Todd and his family live in Ames, Iowa. He serves a Catholic parish of both Iowa State students and town residents.
This entry was posted in Liturgical Music, Parish Life, spirituality. Bookmark the permalink.

3 Responses to Mercy, Wide and Late

  1. That hymn text didn’t really strike me until I heard it sung to Calvin Hampton’s hymn tune St. Helena. The perfect wedding of text and tune still sends shivers down my spine.

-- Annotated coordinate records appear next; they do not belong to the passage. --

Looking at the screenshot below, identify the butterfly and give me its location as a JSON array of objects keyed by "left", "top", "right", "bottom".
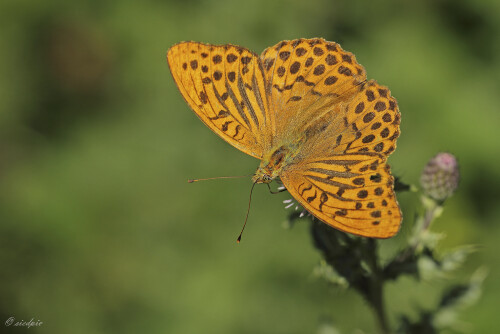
[{"left": 167, "top": 38, "right": 402, "bottom": 238}]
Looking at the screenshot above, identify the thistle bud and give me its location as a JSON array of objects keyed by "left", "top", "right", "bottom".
[{"left": 420, "top": 152, "right": 460, "bottom": 201}]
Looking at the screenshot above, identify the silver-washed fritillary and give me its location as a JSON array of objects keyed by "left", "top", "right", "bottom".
[{"left": 167, "top": 38, "right": 401, "bottom": 238}]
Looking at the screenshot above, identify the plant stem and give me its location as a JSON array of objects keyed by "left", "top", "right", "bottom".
[{"left": 368, "top": 239, "right": 391, "bottom": 334}]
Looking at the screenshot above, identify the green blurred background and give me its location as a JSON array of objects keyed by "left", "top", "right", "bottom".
[{"left": 0, "top": 0, "right": 500, "bottom": 334}]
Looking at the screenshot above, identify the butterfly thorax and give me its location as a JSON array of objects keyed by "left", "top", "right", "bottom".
[{"left": 252, "top": 145, "right": 298, "bottom": 183}]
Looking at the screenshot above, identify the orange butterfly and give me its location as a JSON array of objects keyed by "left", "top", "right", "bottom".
[{"left": 167, "top": 39, "right": 401, "bottom": 238}]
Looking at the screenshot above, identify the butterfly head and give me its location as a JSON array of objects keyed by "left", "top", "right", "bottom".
[{"left": 252, "top": 171, "right": 274, "bottom": 183}]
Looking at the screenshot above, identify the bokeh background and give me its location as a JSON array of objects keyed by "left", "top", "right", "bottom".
[{"left": 0, "top": 0, "right": 500, "bottom": 334}]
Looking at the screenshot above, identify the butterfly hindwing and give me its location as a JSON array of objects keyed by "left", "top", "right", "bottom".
[
  {"left": 281, "top": 153, "right": 401, "bottom": 238},
  {"left": 167, "top": 42, "right": 272, "bottom": 158}
]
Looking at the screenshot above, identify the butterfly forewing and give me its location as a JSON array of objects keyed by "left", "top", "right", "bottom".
[
  {"left": 167, "top": 42, "right": 273, "bottom": 158},
  {"left": 281, "top": 154, "right": 401, "bottom": 238},
  {"left": 261, "top": 39, "right": 366, "bottom": 141}
]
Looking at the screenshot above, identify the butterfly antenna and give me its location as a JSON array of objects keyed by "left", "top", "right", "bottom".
[
  {"left": 236, "top": 181, "right": 257, "bottom": 243},
  {"left": 188, "top": 174, "right": 253, "bottom": 183}
]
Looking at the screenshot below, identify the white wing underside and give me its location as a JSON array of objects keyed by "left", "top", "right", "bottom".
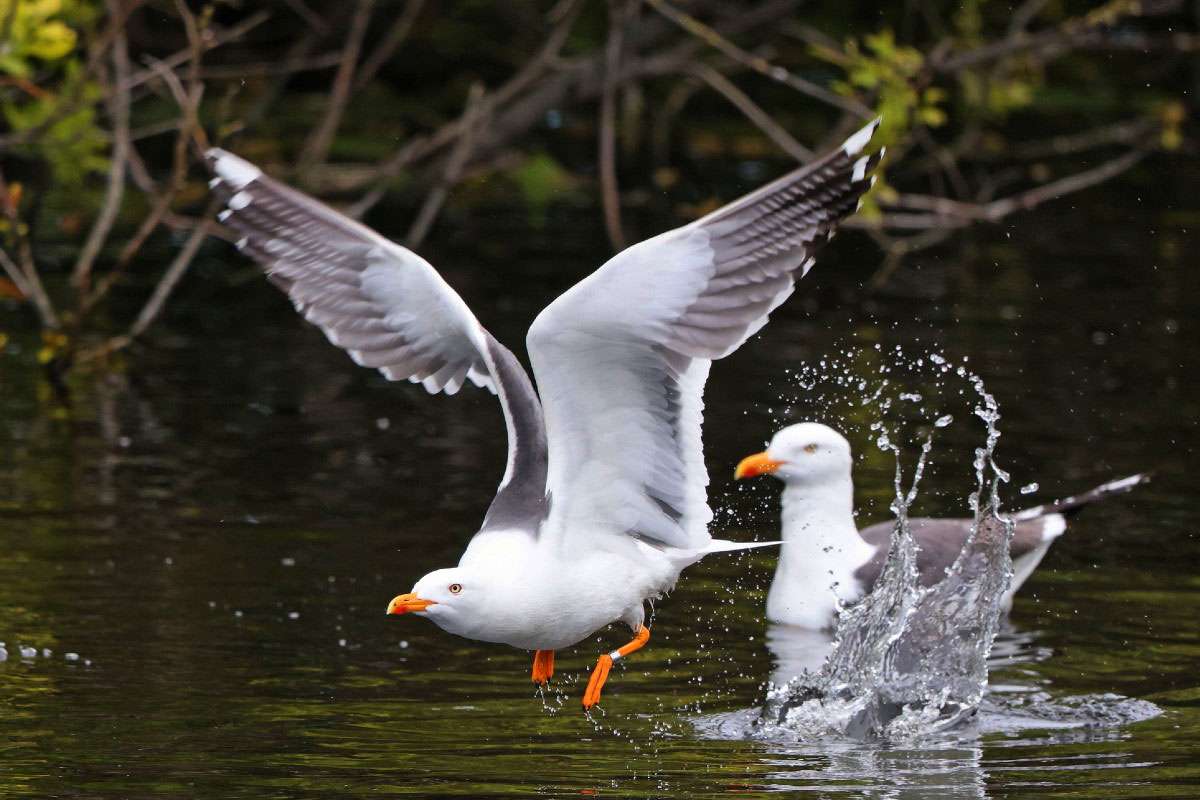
[
  {"left": 208, "top": 121, "right": 878, "bottom": 551},
  {"left": 528, "top": 122, "right": 877, "bottom": 549}
]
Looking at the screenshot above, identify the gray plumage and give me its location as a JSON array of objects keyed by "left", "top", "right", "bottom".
[{"left": 854, "top": 474, "right": 1150, "bottom": 591}]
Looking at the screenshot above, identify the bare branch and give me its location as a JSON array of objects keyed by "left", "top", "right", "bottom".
[
  {"left": 354, "top": 0, "right": 425, "bottom": 91},
  {"left": 599, "top": 0, "right": 637, "bottom": 249},
  {"left": 71, "top": 0, "right": 130, "bottom": 293},
  {"left": 283, "top": 0, "right": 329, "bottom": 36},
  {"left": 126, "top": 199, "right": 221, "bottom": 341},
  {"left": 299, "top": 0, "right": 374, "bottom": 174},
  {"left": 122, "top": 11, "right": 271, "bottom": 91},
  {"left": 347, "top": 0, "right": 583, "bottom": 217},
  {"left": 0, "top": 172, "right": 59, "bottom": 330},
  {"left": 79, "top": 0, "right": 204, "bottom": 320},
  {"left": 689, "top": 62, "right": 812, "bottom": 164},
  {"left": 646, "top": 0, "right": 874, "bottom": 119},
  {"left": 193, "top": 53, "right": 342, "bottom": 80},
  {"left": 404, "top": 83, "right": 488, "bottom": 247}
]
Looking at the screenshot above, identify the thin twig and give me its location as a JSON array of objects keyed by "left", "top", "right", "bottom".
[
  {"left": 122, "top": 198, "right": 221, "bottom": 347},
  {"left": 124, "top": 11, "right": 271, "bottom": 90},
  {"left": 283, "top": 0, "right": 329, "bottom": 36},
  {"left": 200, "top": 52, "right": 342, "bottom": 80},
  {"left": 354, "top": 0, "right": 425, "bottom": 91},
  {"left": 873, "top": 148, "right": 1151, "bottom": 230},
  {"left": 298, "top": 0, "right": 374, "bottom": 174},
  {"left": 347, "top": 0, "right": 583, "bottom": 217},
  {"left": 599, "top": 0, "right": 637, "bottom": 251},
  {"left": 646, "top": 0, "right": 874, "bottom": 119},
  {"left": 0, "top": 172, "right": 59, "bottom": 330},
  {"left": 78, "top": 0, "right": 204, "bottom": 320},
  {"left": 71, "top": 0, "right": 130, "bottom": 293},
  {"left": 689, "top": 62, "right": 814, "bottom": 164},
  {"left": 0, "top": 247, "right": 32, "bottom": 297},
  {"left": 404, "top": 83, "right": 487, "bottom": 247}
]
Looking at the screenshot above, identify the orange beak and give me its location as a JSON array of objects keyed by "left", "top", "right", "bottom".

    Faber originally wrote a very bold verse that doesn’t make it into most hymnals:

    But we make His love too narrow
    By false limits of our own;
    And we magnify His strictness
    With a zeal He will not own.

    Now that’s something worth meditating on!

    • Todd says:

      Thanks, Chase. Indeed yes on text and tune. I just heard this melody on YouTube for the first time I can recall. Quite lovely. Organ accompaniment quite rich and beautiful.

  2. Melody says:

    Lovely lyrics and good thoughts, but I don’t like In Babilone either. Beach Spring, Nettleton, Hyfrydol, Hymn to Joy, and Pleading Savior all have the matching meter, 87 87 D. Or if you want to borrow something Anglican, Blaenwern or Westminster Abbey. Not familiar with St. Helena, going to have to listen to that.